Mais, avec ce royaume qui nous est promis, nous avons aussi le paradis qui est un lieu de repos spirituel : il y a donc lieu d’être dans l’admiration devant les dispositions souverainement sages de Notre Seigneur, dont nous avons reçu quelques lueurs mitigées, alors que nous ne pouvons pas en parler complètement. Car, quand ce larron eut montré une telle foi, et méprisé la souffrance des clous, car il était cloué à cette croix et par les mains et par les pieds, il passa par dessus tout ce qui était à ses pieds et vola vers ces espoirs à venir, en criant ces mots magnifiques et admirables qui dépassent l’homme : Souviens-toi de moi, Seigneur, quand tu iras dans ton royaume ! (Lc 23, 42). Celui qui examine scrupuleusement nos pensées, admirant la grandeur de la prière et la sublimité de la foi du (larron) à partir de ce qui allait arriver aussitôt, l’a confirmé dans l’espérance de ce qui allait advenir en disant : Aujourd’hui tu seras avec moi dans le paradis (Lc 22, 43).

Car, ces autres qui croient en moi, dit-il, ont bénéficié des signes et des enseignements, et par là ont reçu la parole relative au royaume. Mais celui-là, alors qu’il n’a rien entendu ni vu de ce qui me concerne, sinon la mort ignoble par la croix, prononce cette parole généreuse : Souviens-toi de moi, Seigneur, quand tu, iras dans ton royaume ! Quoi donc ? Qu’il ait sur le champ des délices dans le paradis, comme une demeure et un gage à cause de sa foi ? Mais il obtiendra aussi à la fin le royaume dans lequel il a supplié qu’on se souvienne de lui.

De même qu’un héros rapporte la victoire en se hâtant, en courant faire son entrée dans la ville et en portant sur lui les trophées et ce qu’il a retiré de meilleur du butin, voulant rendre par là sa victoire éclatante, très joyeuse et très glorieuse, en annonçant les promesses de la victoire, de même aussi Notre Seigneur se hâtant et sur le point d’entrer au premier séjour de l’homme, je veux dire le paradis, amène ce larron, ce trophée plus célèbre et plus glorieux que toute une panoplie, et, de tout ce qui a été ravi au Calomniateur, ce qui a plus de valeur que tout, en réalisant en fait ce qu’il avait dit : Quand il a lié le Fort, il a pillé les biens de sa maison (cf. Mt 12, 29).

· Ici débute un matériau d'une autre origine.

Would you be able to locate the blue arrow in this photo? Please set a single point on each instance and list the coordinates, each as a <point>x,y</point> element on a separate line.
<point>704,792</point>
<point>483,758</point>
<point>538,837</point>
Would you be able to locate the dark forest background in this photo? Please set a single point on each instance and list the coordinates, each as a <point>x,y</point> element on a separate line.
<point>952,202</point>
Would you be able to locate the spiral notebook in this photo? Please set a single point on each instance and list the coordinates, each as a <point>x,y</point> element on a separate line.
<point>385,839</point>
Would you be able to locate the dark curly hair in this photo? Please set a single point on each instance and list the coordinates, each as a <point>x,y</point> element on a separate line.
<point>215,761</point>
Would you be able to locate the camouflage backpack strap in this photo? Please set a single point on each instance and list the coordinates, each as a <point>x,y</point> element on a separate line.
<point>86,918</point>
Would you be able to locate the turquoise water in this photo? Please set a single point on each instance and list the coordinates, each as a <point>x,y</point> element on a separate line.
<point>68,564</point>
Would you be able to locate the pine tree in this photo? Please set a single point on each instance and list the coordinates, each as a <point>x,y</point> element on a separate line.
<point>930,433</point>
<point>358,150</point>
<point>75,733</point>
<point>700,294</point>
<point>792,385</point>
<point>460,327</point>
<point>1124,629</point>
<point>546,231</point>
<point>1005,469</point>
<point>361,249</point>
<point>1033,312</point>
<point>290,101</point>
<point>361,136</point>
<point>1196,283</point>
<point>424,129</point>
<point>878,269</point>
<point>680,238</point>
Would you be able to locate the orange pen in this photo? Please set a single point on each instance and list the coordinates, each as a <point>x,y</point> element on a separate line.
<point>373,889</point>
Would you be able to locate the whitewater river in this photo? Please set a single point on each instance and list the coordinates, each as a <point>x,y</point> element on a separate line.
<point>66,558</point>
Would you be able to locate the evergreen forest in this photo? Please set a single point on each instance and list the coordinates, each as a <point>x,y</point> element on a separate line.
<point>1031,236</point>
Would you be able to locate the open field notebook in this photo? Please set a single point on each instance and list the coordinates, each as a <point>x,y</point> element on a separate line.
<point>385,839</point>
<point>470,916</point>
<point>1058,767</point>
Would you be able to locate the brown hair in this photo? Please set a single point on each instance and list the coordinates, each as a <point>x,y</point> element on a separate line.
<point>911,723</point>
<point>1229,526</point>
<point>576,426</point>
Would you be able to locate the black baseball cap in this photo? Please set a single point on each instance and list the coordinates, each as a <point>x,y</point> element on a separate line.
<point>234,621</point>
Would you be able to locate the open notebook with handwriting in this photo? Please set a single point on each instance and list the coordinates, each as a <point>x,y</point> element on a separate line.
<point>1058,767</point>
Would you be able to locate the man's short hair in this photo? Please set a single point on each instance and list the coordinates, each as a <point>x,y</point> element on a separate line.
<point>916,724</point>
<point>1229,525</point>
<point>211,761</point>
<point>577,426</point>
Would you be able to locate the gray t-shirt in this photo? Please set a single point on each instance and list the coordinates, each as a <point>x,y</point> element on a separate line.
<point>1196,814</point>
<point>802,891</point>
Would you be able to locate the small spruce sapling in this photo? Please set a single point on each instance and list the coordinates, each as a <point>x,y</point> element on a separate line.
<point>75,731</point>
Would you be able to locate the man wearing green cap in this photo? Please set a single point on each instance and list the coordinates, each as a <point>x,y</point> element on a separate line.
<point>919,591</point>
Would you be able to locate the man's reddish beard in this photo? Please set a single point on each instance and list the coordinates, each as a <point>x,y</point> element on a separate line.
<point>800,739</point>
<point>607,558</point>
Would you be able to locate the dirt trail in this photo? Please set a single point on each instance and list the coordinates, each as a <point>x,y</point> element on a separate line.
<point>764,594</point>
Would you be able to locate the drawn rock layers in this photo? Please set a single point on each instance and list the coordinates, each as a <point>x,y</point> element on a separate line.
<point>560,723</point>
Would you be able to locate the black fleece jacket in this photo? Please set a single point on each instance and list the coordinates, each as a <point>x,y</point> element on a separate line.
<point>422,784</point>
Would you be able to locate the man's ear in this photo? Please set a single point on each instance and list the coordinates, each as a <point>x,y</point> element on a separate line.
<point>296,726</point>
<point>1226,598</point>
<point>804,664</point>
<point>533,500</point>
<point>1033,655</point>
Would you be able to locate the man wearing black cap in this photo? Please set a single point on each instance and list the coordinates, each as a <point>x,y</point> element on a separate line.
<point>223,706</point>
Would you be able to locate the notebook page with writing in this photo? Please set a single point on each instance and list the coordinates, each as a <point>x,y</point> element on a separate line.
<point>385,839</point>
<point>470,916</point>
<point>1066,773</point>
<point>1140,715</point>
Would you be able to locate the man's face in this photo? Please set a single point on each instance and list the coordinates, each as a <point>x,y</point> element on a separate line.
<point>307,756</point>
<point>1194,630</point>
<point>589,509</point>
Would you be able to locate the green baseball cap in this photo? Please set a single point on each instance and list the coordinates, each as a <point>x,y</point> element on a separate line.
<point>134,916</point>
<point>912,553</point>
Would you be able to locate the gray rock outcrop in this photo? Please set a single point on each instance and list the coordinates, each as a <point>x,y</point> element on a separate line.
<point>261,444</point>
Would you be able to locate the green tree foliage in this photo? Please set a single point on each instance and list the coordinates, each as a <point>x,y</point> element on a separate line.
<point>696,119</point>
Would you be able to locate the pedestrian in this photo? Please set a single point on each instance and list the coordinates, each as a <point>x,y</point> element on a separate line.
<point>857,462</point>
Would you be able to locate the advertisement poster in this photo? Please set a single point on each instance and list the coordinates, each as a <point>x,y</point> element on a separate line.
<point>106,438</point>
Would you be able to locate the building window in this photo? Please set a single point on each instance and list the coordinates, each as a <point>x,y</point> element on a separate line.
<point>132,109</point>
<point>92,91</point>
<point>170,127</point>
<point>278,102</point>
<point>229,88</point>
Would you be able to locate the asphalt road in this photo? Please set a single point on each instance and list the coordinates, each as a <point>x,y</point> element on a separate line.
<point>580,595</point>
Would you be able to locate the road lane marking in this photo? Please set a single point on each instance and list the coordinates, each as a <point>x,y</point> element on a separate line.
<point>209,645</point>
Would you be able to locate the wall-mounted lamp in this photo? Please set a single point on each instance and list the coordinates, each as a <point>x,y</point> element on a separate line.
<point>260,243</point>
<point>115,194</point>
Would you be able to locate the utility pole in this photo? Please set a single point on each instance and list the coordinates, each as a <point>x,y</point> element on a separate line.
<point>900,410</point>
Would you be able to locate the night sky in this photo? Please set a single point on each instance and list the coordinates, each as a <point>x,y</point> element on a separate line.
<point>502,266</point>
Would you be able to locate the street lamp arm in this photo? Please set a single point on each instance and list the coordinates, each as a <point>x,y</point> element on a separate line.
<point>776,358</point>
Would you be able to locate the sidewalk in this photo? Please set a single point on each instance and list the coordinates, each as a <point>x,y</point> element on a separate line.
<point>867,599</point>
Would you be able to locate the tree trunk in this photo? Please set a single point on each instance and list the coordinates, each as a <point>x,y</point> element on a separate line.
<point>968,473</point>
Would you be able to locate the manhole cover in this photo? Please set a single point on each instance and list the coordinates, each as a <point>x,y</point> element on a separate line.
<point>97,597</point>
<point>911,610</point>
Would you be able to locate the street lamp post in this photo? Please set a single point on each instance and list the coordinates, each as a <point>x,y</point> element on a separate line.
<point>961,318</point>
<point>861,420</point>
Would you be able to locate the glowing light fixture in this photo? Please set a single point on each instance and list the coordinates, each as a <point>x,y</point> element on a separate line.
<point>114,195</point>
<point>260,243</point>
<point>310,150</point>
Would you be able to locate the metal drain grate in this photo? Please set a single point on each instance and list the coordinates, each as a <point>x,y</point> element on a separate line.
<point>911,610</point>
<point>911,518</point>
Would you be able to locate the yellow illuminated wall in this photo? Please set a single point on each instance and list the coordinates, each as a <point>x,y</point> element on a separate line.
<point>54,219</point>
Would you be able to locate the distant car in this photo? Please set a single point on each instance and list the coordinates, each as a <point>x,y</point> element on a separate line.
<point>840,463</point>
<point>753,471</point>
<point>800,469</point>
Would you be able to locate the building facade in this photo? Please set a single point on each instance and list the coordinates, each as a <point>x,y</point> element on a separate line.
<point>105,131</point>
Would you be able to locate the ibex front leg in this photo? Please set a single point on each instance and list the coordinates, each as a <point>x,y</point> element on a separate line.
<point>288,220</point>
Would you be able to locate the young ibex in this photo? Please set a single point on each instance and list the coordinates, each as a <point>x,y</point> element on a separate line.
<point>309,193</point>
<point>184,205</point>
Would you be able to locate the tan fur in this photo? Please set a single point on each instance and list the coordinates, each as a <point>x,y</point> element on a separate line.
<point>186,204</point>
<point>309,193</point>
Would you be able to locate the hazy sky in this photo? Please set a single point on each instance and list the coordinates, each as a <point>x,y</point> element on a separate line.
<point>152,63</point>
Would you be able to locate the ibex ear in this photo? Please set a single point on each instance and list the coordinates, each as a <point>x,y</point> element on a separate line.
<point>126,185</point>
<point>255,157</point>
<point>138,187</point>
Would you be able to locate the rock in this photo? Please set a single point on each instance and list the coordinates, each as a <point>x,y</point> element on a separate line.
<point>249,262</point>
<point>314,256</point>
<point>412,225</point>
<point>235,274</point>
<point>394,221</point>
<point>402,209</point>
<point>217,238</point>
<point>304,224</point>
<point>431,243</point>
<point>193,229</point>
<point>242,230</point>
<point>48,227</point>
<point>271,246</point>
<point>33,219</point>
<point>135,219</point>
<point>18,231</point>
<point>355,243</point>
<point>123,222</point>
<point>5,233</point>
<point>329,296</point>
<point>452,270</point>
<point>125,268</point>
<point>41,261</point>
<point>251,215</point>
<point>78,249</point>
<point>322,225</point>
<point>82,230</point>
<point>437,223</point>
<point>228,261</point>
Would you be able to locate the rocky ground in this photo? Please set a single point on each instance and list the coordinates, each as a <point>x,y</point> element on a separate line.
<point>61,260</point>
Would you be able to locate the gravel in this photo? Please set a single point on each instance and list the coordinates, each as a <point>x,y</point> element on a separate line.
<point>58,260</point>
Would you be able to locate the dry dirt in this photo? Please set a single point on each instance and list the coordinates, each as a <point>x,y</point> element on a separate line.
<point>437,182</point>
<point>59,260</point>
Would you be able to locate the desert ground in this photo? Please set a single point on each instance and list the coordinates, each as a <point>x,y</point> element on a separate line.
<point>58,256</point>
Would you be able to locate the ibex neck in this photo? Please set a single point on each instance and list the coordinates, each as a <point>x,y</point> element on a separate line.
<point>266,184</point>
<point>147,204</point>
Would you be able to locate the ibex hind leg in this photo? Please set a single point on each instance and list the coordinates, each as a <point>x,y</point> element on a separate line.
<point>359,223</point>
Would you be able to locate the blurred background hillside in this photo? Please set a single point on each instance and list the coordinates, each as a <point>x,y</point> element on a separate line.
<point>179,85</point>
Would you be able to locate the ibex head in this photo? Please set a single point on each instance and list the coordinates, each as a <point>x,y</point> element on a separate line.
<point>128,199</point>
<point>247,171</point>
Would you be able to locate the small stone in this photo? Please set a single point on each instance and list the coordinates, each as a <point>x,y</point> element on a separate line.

Quand les esprits des justes entendent ces paroles, ceux dont la poussière vénérable est ici déposée tressaillent d’espoir, et exultent avec vous qui êtes l’Église de Dieu. C’est pourquoi en effet nos Pères aussi, au jour solennel de Pâques, ou encore après la fête de la Résurrection, ont décrété de se réunir tout d’abord dans le lieu appelé cimetière, étant donné que par leurs actions ils ont proclamé la souffrance rédemptrice du Christ et sa résurrection et qu’ils ont montré que la mort était un sommeil : aussi, quand il reviendra, il dira à chacun de ceux qui sont couchés ici ce qui est écrit : Réveille-toi, toi qui dors, et lève-toi d’entre les morts, et sur toi luira le Christ (Ep 5, 14). Ce sont eux qui ayant fait monter encore maintenant des prières pour nous, contiendront cette colère qui pèse sur nous et mettront en fuite cette corruption qui fait périr. Prions encore pour mériter avec eux le royaume des cieux, par la bonté et la charité du Père et du Fils et du Saint Esprit, à qui sont gloire et puissance pour les siècles des siècles. Amen.